The Grind

Boylesque 101: Inside The World Of Boys Who Shake And Shimmy

In a new monthlong series, writer John Russell takes us inside the burgeoning boylesque scene and learns some tricks of the trade along the way.

There are whoops and whistles, catcalls and applause mingled in with nervous laughter and Hole’s “Celebrity Skin,” all coming from the small studio above Brooklyn performance space The House of Yes.

Inside, six skinny white guys are watching one of their classmates strip for (what I assume) is the very first time.

Everyone has to do it. That’s what we’re all here for: to learn how to strip.

It’s the first exercise in the first week of Go-Go Harder’s monthlong “Intro to Boylesk” class—all the students have to give an impromptu, three-minute striptease to get us acclimated to taking off or clothes in front of people, and to make us aware of just how long three minutes—the length of your average burlesque number, according to Harder—can feel onstage.

I’m a good 20 minutes late to class, so I’m the last to go. Everyone else is already in their undies and I’m suddenly very aware of the fact that all I’m wearing is a T-shirt and jeans over my purple and black Calvin Klein briefs—hardly enough costume to spend three minutes shimmying out of.

Go-Go Harder

Full disclosure: This isn’t my first time dancing in my underwear in public. I used to pick up the odd go-go dancing gig here and there, usually in bars on the Lower East Side and Williamsburg. I’ve even tried my hand at boylesque, which is how I came to meet Go-Go Harder.

Chris “Go-Go” Harder is something of a nightlife celebrity in New York. The 25-year-old, who came to the city to be, as he puts it, a “serious actor,” has been performing burlesque for a little over two years now.

“I really fell into it,” says Harder, who is openly gay. “I was go-go dancing for party promoter Daniel Nardicio and he decided to have a boylesque night where we all had to create numbers. I really did it more as a task at the time, because I wanted to make my money for the weekend.”

I was there that night, performing alongside Harder. While the rest of the go-go boys, myself included, struggled to come up with cohesive acts for the show,

Chris was a natural from the get-go. His quirky, comedic “Hot For Teacher” number was tight. It had a story. It had a punch line. It had the makings of a viable act, and Harder still performs it to this day.

“From there I really found that I loved [burlesque], and I was lucky enough that two really great performers in the audience kind of took me under their wings and helped open my eyes to this whole different world of performance that I didn’t know was available to me.”

Since then, he’s developed his glittery, geeky stage persona as well as his skills as a producer and emcee. He’s serious about his art form, traveling to burlesque festivals in London and Las Vegas to learn from seasoned performers like boylesque vet Tigger! and burlesque divas Dirty Martini and The World Famous Bob.
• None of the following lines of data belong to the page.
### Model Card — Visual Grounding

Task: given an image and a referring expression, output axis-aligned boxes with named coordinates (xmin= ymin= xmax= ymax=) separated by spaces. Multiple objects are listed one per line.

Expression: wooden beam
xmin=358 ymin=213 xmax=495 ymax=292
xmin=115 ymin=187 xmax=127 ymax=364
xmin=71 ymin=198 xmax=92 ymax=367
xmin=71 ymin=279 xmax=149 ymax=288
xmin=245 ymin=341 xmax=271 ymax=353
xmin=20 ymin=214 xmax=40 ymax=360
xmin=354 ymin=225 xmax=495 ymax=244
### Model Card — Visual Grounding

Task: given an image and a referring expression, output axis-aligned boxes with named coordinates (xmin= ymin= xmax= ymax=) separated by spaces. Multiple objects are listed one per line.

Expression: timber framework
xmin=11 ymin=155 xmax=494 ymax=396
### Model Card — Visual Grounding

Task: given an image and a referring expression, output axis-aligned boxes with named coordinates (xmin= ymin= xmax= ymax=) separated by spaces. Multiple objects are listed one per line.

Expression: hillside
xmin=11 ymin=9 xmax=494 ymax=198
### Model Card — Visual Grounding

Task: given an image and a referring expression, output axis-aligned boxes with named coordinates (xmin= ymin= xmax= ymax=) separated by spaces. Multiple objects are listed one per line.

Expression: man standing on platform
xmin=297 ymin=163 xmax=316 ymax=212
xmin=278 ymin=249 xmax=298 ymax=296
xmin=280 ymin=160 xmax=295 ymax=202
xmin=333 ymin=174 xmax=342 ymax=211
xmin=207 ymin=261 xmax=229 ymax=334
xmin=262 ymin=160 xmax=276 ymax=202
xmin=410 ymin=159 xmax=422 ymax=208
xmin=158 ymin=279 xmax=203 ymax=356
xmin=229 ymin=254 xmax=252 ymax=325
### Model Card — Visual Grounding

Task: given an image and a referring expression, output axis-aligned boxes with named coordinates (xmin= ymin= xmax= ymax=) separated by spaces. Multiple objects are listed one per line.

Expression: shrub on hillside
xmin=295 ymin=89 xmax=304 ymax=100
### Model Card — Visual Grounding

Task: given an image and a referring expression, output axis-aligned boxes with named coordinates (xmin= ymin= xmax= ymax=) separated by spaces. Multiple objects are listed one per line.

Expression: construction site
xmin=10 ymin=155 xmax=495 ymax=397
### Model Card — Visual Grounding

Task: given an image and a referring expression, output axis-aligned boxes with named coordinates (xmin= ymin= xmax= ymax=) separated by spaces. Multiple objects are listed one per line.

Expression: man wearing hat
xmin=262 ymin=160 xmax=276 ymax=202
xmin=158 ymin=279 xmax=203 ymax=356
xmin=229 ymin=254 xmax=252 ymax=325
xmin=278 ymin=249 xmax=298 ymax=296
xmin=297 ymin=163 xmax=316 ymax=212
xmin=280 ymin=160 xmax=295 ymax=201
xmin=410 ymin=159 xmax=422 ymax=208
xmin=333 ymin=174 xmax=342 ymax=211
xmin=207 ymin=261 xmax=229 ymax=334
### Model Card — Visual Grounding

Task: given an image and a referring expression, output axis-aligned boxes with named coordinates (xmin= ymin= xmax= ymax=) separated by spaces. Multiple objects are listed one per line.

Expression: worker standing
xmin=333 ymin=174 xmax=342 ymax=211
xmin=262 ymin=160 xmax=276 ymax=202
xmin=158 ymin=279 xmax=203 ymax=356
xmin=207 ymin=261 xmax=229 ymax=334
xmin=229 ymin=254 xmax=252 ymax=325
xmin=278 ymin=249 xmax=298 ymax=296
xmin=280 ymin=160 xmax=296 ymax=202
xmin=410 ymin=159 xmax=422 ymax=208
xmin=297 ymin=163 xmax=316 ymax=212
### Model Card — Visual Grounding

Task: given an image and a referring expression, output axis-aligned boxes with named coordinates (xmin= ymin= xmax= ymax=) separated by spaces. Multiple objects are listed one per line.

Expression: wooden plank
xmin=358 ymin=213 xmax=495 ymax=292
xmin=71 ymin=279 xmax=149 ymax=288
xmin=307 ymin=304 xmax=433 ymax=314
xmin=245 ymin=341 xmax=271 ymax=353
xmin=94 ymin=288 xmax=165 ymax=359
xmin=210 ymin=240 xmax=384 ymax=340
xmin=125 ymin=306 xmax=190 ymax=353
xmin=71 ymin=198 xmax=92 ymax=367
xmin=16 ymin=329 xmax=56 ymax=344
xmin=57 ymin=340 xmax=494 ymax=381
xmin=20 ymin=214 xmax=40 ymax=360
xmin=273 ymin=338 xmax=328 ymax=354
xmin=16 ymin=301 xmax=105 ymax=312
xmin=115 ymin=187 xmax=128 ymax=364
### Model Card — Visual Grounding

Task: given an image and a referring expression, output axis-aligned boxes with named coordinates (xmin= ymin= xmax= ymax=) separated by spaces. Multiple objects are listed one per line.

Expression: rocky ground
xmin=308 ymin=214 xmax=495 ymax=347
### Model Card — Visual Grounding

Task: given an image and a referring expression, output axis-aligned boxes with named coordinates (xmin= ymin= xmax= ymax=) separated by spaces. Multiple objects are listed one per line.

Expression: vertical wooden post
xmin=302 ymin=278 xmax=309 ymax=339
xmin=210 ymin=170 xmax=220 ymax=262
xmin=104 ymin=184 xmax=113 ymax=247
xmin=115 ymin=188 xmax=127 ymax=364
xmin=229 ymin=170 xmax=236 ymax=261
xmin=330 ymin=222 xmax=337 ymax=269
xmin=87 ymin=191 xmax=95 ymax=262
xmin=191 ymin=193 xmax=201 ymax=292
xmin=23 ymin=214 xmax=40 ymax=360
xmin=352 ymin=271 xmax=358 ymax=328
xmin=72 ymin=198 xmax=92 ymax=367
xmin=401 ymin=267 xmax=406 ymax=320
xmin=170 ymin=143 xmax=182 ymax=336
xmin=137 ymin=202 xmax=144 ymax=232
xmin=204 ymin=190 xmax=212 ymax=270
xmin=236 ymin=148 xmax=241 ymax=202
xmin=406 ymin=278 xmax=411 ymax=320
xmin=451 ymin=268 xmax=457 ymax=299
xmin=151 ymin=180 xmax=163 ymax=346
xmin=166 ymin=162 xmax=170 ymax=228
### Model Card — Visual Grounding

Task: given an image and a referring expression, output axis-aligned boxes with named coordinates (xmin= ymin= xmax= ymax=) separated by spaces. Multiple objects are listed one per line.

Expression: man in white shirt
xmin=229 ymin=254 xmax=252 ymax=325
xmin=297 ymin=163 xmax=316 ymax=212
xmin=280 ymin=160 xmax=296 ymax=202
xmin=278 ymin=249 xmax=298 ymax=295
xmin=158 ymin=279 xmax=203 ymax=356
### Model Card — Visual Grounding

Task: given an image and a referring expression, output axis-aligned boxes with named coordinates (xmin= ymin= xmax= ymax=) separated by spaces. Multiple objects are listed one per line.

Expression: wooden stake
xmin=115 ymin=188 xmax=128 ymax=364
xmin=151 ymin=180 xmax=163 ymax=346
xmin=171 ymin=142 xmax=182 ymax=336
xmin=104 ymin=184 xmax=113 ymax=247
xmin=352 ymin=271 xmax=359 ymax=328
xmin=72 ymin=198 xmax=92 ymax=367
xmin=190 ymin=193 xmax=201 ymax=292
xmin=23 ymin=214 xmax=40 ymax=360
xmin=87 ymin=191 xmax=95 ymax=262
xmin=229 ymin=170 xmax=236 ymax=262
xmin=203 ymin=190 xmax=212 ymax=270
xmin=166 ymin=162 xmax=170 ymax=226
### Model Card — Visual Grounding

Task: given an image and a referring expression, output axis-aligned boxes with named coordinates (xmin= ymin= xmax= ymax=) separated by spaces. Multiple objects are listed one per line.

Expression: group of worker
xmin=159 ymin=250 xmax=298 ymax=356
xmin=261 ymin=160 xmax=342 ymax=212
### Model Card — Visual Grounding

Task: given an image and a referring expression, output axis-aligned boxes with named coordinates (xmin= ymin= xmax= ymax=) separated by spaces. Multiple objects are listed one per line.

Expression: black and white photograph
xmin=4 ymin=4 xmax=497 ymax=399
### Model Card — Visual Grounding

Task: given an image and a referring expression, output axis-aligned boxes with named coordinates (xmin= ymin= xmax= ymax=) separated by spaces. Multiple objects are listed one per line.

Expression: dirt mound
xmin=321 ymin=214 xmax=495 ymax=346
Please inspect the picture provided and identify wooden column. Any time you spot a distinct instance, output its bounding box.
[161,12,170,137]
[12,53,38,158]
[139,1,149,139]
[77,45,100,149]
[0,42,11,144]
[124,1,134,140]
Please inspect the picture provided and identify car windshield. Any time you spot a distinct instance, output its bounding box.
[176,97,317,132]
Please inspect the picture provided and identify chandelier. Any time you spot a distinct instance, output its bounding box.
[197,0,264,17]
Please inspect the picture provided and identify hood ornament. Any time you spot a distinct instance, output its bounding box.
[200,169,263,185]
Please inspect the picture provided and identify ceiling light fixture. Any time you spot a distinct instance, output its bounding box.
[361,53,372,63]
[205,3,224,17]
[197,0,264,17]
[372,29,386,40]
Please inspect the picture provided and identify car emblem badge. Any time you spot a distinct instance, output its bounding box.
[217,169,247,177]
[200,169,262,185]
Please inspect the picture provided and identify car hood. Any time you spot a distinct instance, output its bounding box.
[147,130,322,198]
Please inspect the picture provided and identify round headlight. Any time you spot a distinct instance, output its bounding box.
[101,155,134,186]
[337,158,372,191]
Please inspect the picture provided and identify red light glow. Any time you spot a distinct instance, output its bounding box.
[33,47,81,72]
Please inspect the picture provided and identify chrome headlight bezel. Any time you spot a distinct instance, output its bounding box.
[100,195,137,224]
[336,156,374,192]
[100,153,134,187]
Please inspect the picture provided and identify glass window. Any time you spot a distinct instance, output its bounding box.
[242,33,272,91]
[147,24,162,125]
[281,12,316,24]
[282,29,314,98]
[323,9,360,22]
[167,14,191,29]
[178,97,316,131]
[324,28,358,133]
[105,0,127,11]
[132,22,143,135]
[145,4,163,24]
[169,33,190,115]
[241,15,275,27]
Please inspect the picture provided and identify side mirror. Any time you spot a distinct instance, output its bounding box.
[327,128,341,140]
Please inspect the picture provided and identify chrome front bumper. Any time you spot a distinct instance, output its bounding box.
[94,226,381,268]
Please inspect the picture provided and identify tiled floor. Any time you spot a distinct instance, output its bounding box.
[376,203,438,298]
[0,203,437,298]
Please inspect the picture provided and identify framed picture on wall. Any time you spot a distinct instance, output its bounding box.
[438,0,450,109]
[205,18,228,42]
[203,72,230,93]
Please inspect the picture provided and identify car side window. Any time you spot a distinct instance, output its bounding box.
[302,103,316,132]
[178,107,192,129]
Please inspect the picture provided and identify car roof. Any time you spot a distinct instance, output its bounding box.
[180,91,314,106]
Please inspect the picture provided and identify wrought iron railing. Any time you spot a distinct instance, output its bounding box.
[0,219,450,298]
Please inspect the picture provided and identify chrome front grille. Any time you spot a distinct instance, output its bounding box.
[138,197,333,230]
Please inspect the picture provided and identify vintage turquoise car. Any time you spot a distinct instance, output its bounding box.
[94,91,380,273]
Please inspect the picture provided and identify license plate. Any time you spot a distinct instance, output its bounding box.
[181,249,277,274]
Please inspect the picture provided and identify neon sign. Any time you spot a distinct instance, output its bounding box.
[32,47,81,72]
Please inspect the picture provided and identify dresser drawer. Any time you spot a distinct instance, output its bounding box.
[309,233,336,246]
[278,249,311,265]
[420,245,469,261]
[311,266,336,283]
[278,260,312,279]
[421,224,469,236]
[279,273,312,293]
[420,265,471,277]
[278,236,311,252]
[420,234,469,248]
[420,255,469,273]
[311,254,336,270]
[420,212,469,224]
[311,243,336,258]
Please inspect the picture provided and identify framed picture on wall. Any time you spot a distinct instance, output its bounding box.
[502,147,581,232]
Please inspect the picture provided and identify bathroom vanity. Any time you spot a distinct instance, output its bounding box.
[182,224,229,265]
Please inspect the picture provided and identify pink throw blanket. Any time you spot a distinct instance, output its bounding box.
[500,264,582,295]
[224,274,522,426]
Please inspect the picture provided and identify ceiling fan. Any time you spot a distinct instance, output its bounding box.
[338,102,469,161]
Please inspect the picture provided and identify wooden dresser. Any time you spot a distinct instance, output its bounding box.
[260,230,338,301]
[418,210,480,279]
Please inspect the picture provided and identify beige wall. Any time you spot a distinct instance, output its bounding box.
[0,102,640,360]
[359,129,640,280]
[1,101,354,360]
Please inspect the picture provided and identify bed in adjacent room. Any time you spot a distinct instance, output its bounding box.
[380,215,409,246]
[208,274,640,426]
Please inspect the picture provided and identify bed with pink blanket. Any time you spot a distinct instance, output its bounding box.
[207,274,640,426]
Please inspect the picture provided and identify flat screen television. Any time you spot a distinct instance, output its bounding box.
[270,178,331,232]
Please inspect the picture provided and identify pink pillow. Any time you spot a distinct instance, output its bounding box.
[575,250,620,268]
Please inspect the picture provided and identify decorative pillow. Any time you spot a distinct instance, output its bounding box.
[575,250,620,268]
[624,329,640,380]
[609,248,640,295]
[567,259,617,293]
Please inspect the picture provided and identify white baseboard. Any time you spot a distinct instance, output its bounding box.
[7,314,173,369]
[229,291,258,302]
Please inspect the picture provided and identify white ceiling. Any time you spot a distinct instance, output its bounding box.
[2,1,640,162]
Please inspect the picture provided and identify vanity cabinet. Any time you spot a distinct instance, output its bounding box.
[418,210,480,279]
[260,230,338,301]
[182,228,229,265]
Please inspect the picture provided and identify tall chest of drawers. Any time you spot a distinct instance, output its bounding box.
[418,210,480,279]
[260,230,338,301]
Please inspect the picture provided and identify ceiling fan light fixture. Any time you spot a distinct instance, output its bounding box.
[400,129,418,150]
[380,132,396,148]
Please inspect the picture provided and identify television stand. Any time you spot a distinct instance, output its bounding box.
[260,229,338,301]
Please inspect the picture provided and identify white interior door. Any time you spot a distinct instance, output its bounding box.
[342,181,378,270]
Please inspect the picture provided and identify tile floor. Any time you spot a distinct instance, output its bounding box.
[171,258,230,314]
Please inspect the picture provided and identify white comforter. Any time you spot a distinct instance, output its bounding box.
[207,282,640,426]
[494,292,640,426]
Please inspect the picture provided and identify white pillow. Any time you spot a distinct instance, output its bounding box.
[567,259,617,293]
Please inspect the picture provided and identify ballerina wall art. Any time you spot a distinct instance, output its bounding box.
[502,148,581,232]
As a result he’s become the go-to guy when gay bars and clubs in New York want a boylesque night. He’s produced and curated shows at Bowery Poetry Club, the Stonewall Inn, Splash and the Box, as well as co-hosting the long-running variety show “Meaner, Harder, Leather” with  drag queen Misty Meaner and burlesque queen Stormy Leather.

Now Harder is ready to share his hard earned knowledge and performance savvy with a new crop of would-be boylesque stars.

“The class to me is a stepping stone for new male performers,” he says, “And also a stepping stone for myself as a performer and a teacher.” Harder wants to encourage other male performers to explore boylesque as an alternative to go-go dancing or doing drag.

Jett Adore
Boylesque performer Jett Adore

Boylesque has taken root in New York, San Francisco and Chicago, but Harder would like a larger scene to emerge. “What I would love to see eventually is a boylesque festival and boylesque online communities. I mean, there’re so many different styles of female burlesque now,” he says. “There are with boylesque, too, but there just aren’t enough boys in each style doing them.”

Back to class: I’m trying  like hell to peel my clothes off as tantalizingly slowly as possible, but three minutes is an agonizingly long time to strip off just a t-shirt and jeans. Not to mention that taking off your clothes stone-cold sober in broad daylight is vastly different from dancing in your underwear on a dark bar with a couple shots. There’s an art to this—anyone who tells you differently is a fool.

The art of the tease—the lingering, the connection with the audience—isn’t something that shaking your booty above the heads of drunk guys at a seedy bar really prepares you for. There, you don’t have to make eye contact. There’s an aloofness you can get away with as a go-go boy that just doesn’t fly in boylesque.

Still, my new classmates whoop and holler supportively and, stripped down finally, I take my place with them on the floor of this little studio.